Tillerson’s performance appeared to leave many Democrats unsatisfied, but won the support of most Republicans on the committee. A notable Republican skeptic is Rubio, whose vote will be crucial on a committee where Republicans outnumber Democrats by just one. If a majority of lawmakers on the committee oppose his nomination, it could then be referred unfavorably to the Senate floor, a move that would damage his chances for final confirmation.

During the hearing, Sen. Bob Corker (R.-Tenn.) threw an occasional lifeline to the nominee, allowing Tillerson to restate comments in a way that would be more suitable to Republicans and Democrats skeptical of his business ties to Russia. Corker, a Trump ally and chairman of the committee, had been on Trump’s short list for for secretary of state until the real estate mogul sided with the Texas oilman.

Corker, and other Republican senators such as Ron Johnson of Wisconsin, sought to defend Tillerson’s extensive business ties to Russia as an asset for America’s top diplomat. “That kind of perspective is sorely needed,” Johnson said.

Some of Tillerson’s views dovetailed with those of his soon-to-be-boss. He stressed the threat posed by Islamic State, and said that defeating the terror group should be the top U.S. priority in the Middle East. He also took aim at other Islamist foes, including the Muslim Brotherhood and Iran. He also criticized China’s land grab in the South China Sea. When asked about Trump’s proposed registry for Muslims in America, he did not rule out support for it. 

Trump has said that the United States spends too much time telling other countries what to do when it comes to human rights. Tillerson told senators that human rights advocacy is important, but it can not be the sole U.S. concern “especially when the security of the American people is at stake.”

“I think it’s brilliant, what he’s saying,” Trump said of Tillerson’s testimony during his own press conference Wednesday.

But on other issues beyond Russia, Tillerson staked out a line at odds with many of Trump’s campaign-trail speeches and Republican orthodoxy. In a move that could draw criticism from the GOP, Tillerson expressed support for the millions of dollars the U.S. spends on family planning programs abroad. “I think that’s an important level of support,” he told Democratic Sen. Jeanne Shaheen.

Tillerson also showed strong support for humanitarian aid programs, including efforts to combat HIV/AIDS in Africa. The U.S. emergency plan for AIDS relief, he said, “clearly has been one of the most extraordinarily successful programs in Africa,” he said. “I saw it up close and personal.”

Tillerson urged more pressure on North Korea and expressed skepticism about China’s willingness to help pressure Pyongyang to denuclearize. We should “not get overly optimistic as to how far they’ll go,” he said. That view contrasts with Donald Trump’s notion that “China should solve that problem for us.”

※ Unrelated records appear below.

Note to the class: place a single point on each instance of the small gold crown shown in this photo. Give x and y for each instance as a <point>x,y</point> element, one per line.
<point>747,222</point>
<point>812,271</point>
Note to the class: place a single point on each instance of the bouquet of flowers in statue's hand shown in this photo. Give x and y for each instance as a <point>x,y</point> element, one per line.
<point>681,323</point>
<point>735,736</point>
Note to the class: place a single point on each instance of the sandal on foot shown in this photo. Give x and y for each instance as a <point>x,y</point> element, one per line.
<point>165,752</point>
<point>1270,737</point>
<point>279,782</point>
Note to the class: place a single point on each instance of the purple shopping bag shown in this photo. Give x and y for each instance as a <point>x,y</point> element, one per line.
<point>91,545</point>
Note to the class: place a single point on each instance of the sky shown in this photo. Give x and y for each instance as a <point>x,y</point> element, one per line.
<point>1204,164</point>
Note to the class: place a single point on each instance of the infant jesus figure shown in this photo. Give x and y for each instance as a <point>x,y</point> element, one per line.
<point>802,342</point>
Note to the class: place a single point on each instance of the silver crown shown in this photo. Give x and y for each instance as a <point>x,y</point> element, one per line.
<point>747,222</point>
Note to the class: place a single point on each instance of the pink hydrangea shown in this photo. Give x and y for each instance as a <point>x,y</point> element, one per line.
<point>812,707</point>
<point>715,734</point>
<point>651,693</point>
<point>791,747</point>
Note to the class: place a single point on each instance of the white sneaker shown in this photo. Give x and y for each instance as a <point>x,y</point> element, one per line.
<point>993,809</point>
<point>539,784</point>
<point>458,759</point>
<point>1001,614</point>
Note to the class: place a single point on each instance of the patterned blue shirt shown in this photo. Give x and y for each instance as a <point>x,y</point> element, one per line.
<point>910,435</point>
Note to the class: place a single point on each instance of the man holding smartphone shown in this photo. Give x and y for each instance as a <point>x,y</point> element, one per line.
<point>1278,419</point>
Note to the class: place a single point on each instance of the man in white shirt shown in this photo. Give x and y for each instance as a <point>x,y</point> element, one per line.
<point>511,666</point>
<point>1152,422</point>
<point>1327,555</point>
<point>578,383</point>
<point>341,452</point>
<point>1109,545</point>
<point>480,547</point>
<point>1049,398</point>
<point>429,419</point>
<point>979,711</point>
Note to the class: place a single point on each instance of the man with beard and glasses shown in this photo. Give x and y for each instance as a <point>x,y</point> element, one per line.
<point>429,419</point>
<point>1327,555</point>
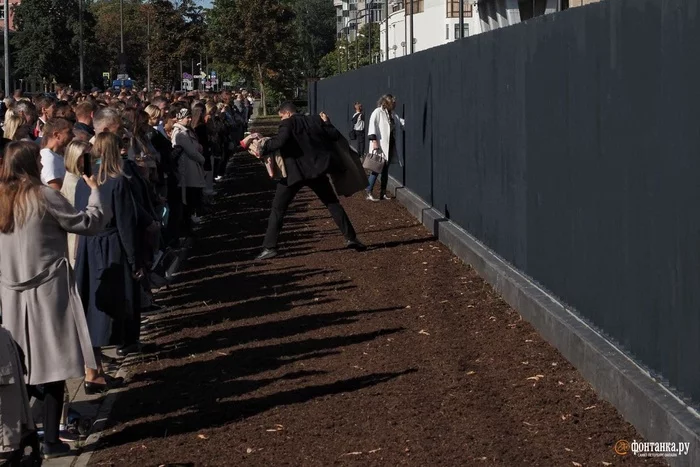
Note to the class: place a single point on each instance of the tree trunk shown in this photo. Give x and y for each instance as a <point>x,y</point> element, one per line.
<point>263,98</point>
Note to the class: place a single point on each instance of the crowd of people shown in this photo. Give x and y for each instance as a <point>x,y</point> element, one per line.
<point>95,189</point>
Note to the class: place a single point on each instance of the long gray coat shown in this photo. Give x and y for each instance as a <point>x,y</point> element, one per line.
<point>15,413</point>
<point>40,303</point>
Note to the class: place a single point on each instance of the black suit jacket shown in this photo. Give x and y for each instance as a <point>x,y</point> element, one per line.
<point>306,143</point>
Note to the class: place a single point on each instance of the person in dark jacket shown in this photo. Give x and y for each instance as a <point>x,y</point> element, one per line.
<point>108,267</point>
<point>306,144</point>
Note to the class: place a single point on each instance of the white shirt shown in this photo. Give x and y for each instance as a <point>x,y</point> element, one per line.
<point>53,166</point>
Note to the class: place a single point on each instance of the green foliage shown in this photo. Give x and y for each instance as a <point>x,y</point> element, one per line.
<point>350,55</point>
<point>315,26</point>
<point>259,34</point>
<point>46,43</point>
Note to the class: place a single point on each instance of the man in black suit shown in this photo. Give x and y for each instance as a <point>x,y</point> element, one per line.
<point>306,145</point>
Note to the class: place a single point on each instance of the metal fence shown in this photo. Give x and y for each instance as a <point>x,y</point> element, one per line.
<point>570,145</point>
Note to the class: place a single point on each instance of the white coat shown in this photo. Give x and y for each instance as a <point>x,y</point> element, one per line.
<point>380,128</point>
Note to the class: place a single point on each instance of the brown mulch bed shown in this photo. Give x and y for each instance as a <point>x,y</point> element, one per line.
<point>400,355</point>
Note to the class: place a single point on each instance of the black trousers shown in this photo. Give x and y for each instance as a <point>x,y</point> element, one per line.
<point>172,231</point>
<point>284,196</point>
<point>53,408</point>
<point>360,143</point>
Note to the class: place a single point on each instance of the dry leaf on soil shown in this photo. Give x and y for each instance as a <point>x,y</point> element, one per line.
<point>536,377</point>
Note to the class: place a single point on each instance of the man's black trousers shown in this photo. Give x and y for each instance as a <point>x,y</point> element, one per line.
<point>284,196</point>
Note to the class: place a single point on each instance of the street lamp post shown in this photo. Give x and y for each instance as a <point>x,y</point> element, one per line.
<point>386,19</point>
<point>121,24</point>
<point>411,27</point>
<point>80,38</point>
<point>369,25</point>
<point>7,47</point>
<point>148,49</point>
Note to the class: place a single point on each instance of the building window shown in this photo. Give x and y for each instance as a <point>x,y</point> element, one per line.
<point>466,30</point>
<point>418,6</point>
<point>453,9</point>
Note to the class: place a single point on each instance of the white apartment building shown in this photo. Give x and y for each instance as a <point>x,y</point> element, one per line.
<point>353,14</point>
<point>436,22</point>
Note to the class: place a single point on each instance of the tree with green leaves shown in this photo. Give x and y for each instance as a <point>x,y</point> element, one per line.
<point>258,35</point>
<point>109,38</point>
<point>350,55</point>
<point>46,42</point>
<point>315,25</point>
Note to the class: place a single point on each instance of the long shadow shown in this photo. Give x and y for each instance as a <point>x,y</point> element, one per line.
<point>223,413</point>
<point>209,366</point>
<point>290,327</point>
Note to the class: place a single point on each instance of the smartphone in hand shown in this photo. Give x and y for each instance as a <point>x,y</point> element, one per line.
<point>87,166</point>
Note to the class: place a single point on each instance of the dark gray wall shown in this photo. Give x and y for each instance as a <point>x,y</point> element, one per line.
<point>570,145</point>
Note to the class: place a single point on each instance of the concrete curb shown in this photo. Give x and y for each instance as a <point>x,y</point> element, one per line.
<point>101,420</point>
<point>105,410</point>
<point>656,412</point>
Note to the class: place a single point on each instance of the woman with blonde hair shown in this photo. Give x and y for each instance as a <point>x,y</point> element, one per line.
<point>38,298</point>
<point>76,152</point>
<point>107,266</point>
<point>382,136</point>
<point>12,124</point>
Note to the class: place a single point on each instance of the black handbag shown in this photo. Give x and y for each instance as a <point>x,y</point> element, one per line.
<point>374,161</point>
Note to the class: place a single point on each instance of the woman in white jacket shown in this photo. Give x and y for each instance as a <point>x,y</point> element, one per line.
<point>382,136</point>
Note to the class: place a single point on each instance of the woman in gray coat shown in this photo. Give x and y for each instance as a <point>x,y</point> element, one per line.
<point>191,165</point>
<point>38,296</point>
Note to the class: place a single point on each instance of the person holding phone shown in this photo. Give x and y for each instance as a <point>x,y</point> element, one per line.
<point>108,267</point>
<point>78,163</point>
<point>38,298</point>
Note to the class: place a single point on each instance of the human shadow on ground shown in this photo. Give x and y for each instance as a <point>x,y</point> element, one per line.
<point>212,370</point>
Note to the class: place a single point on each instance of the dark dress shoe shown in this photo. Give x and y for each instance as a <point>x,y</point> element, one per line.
<point>54,450</point>
<point>267,253</point>
<point>129,349</point>
<point>356,245</point>
<point>92,389</point>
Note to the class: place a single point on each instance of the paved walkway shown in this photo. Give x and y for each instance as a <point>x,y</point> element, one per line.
<point>398,356</point>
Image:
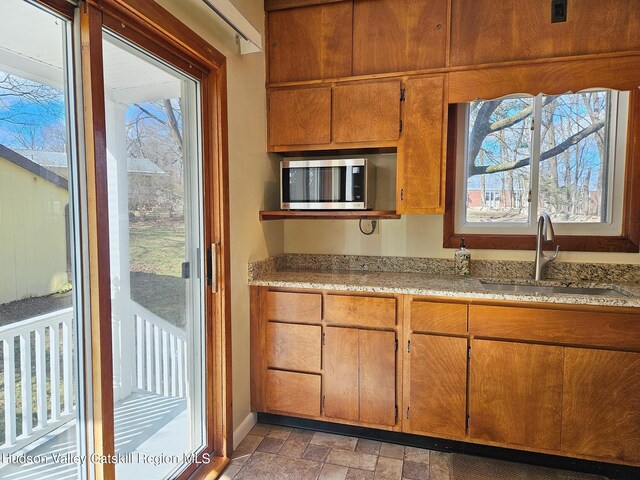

Tillerson also broke with the president-elect on climate change, which Trump has called a “hoax” carried out by the Chinese. Tillerson told senators that “the risk of climate change does exist and the consequences could be serious enough that actions should be taken.” While he said the United States should “have a seat at the table” in international climate negotiations, he stopped short of endorsing — as Exxon has — the Paris climate pact aimed at curbing greenhouse gas emissions. Later on in the hearing, however, he noted that climate science is “not conclusive.” 

During his run for the White House, Trump routinely criticized recent U.S. military interventions in Iraq, Libya and Syria. In his prepared testimony, Tillerson echoed that view, but also made clear he believed in a strong U.S. presence around the world.

“In some instances, we have withdrawn from the world,” Tillerson said. “In others, we have intervened with good intentions but did not achieve the stability and global security we sought. Instead, we triggered a host of unintended consequences and created a void of uncertainty.”

During the campaign, Trump also rattled U.S. NATO allies when he said the U.S. might not come to their defense if they don’t pay enough for their own defenses. In a delicate balancing act Tillerson said both Washington and its allies must uphold previous commitments.

“We must hold ourselves accountable to upholding the promises we make to others,” he said. “We must hold our allies accountable to commitments they make.”